Six months silent: A rare case of delayed duodenal perforation and pancreatitis following intentional foreign body ingestion
Delayed duodenal perforation and pancreatitis following foreign body ingestion
Keywords:
Foreign body ingestion, Duodenal perforation, Enterocutaneous fistula, Pancreatitis, Pyloric exclusion, Case report, Psychiatric comorbidityAbstract
Foreign body ingestion is usually self-limited, with most objects passing spontaneously without complications. Rarely, however, retained foreign bodies may cause severe and delayed sequelae.
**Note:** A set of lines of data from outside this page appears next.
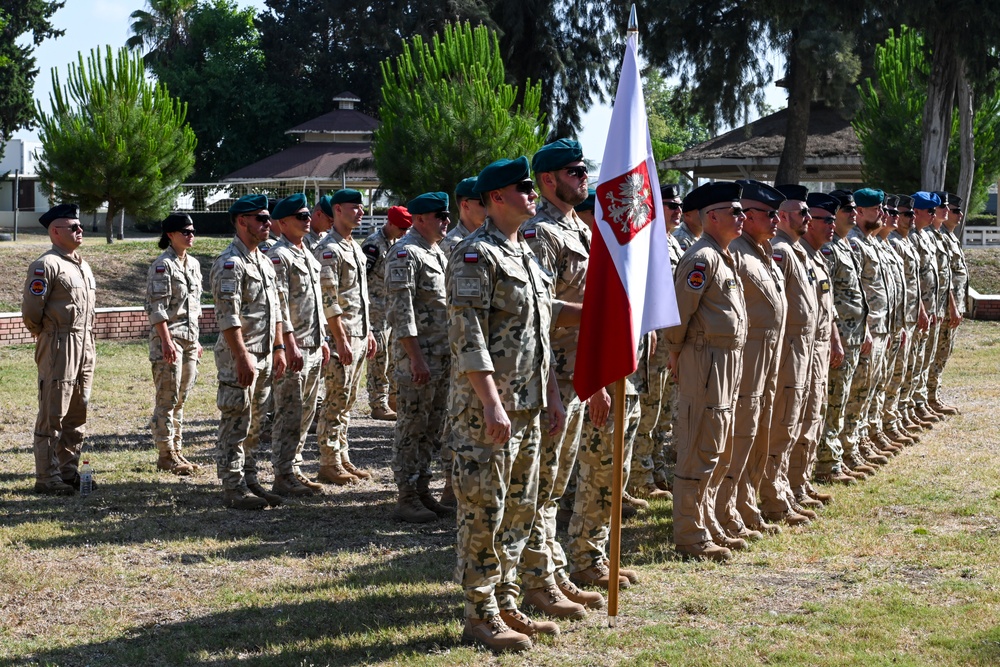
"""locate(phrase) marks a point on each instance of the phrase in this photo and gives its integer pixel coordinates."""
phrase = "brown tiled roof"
(307, 160)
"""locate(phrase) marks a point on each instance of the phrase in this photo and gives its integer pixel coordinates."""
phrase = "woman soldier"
(173, 303)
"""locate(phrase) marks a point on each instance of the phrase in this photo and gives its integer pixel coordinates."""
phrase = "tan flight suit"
(58, 310)
(764, 293)
(173, 295)
(793, 371)
(802, 462)
(709, 340)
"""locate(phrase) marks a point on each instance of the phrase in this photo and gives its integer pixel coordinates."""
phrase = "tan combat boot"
(410, 509)
(550, 600)
(494, 634)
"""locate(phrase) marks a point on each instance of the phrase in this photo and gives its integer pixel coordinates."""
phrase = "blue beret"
(325, 205)
(823, 201)
(69, 211)
(588, 203)
(713, 193)
(346, 196)
(556, 155)
(925, 200)
(501, 173)
(248, 204)
(466, 189)
(290, 205)
(866, 197)
(761, 192)
(429, 202)
(790, 191)
(670, 191)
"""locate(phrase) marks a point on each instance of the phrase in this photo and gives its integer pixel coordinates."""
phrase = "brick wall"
(109, 324)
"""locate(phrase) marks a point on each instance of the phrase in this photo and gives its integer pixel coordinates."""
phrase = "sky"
(93, 23)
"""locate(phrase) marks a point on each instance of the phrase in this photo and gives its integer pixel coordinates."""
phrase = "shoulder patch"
(696, 279)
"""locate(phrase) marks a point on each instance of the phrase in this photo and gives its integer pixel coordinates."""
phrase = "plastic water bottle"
(86, 479)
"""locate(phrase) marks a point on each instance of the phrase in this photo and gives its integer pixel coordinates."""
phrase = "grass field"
(151, 570)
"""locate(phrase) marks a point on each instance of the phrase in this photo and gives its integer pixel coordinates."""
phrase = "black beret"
(248, 204)
(501, 173)
(823, 201)
(792, 191)
(70, 211)
(556, 155)
(346, 196)
(713, 193)
(761, 192)
(670, 191)
(466, 188)
(429, 202)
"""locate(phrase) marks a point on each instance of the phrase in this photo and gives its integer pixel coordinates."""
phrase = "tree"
(112, 136)
(160, 30)
(17, 65)
(218, 72)
(447, 112)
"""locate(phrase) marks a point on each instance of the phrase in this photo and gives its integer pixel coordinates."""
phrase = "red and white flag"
(630, 286)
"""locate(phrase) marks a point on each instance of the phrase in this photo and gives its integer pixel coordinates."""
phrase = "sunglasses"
(771, 213)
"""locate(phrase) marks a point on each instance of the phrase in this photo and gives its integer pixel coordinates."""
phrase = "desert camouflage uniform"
(745, 455)
(562, 245)
(173, 295)
(851, 318)
(380, 378)
(297, 277)
(710, 340)
(804, 452)
(415, 303)
(345, 295)
(499, 310)
(58, 309)
(245, 296)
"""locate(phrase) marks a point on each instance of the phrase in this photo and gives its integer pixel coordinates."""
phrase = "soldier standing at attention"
(249, 314)
(173, 304)
(471, 214)
(376, 249)
(345, 306)
(415, 304)
(58, 310)
(306, 347)
(706, 357)
(737, 517)
(499, 310)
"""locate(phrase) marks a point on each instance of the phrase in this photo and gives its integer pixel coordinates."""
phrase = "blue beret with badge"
(867, 197)
(346, 196)
(290, 205)
(429, 202)
(249, 204)
(502, 173)
(556, 155)
(466, 188)
(68, 211)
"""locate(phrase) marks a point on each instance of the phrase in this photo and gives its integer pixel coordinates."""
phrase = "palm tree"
(161, 29)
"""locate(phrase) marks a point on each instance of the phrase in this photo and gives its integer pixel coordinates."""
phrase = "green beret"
(866, 197)
(68, 211)
(429, 202)
(466, 189)
(556, 155)
(588, 203)
(346, 196)
(501, 173)
(249, 204)
(290, 205)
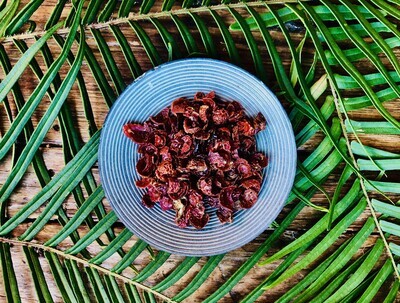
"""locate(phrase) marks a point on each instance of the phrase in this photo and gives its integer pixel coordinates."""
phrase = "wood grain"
(53, 155)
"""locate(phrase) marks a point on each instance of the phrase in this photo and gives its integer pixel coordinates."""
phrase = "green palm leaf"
(316, 71)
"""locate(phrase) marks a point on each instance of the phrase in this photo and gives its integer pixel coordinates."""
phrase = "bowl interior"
(155, 91)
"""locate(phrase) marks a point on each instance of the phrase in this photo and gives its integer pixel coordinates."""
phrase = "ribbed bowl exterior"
(156, 90)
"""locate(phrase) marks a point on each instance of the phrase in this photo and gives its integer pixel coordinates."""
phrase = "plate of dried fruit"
(197, 157)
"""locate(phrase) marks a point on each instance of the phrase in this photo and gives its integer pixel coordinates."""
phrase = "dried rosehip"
(199, 152)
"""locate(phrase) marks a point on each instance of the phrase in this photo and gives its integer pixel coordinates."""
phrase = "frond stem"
(139, 17)
(373, 213)
(85, 263)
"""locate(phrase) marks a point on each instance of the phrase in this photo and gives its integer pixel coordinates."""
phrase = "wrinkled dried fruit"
(199, 152)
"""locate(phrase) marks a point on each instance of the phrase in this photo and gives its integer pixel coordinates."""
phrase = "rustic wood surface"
(53, 155)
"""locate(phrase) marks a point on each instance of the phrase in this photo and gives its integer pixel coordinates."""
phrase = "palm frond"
(106, 262)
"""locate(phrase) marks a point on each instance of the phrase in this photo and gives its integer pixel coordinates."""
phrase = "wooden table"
(53, 155)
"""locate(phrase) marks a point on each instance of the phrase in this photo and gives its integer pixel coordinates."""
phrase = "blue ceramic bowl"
(156, 90)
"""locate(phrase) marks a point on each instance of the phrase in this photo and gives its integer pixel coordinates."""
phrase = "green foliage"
(335, 270)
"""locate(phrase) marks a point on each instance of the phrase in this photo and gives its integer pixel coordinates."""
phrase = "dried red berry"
(199, 152)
We report the case of a 56-year-old incarcerated man who developed duodenal perforation, an enterocutaneous fistula, and secondary pancreatitis six months after intentional ingestion of a plastic spork. Imaging demonstrated a foreign body penetrating the second portion of the duodenum and extending into the abdominal wall. Definitive surgical management was delayed because of psychiatric illness and repeated refusal of care. After eventual consent was obtained, the patient underwent exploratory laparotomy with foreign body removal, duodenal repair, pyloric exclusion, and gastrointestinal diversion. Despite postoperative complications, he recovered with multidisciplinary management. This case highlights the potential for delayed, life-threatening complications from retained foreign bodies and underscores the ethical and clinical challenges encountered in patients with psychiatric comorbidities.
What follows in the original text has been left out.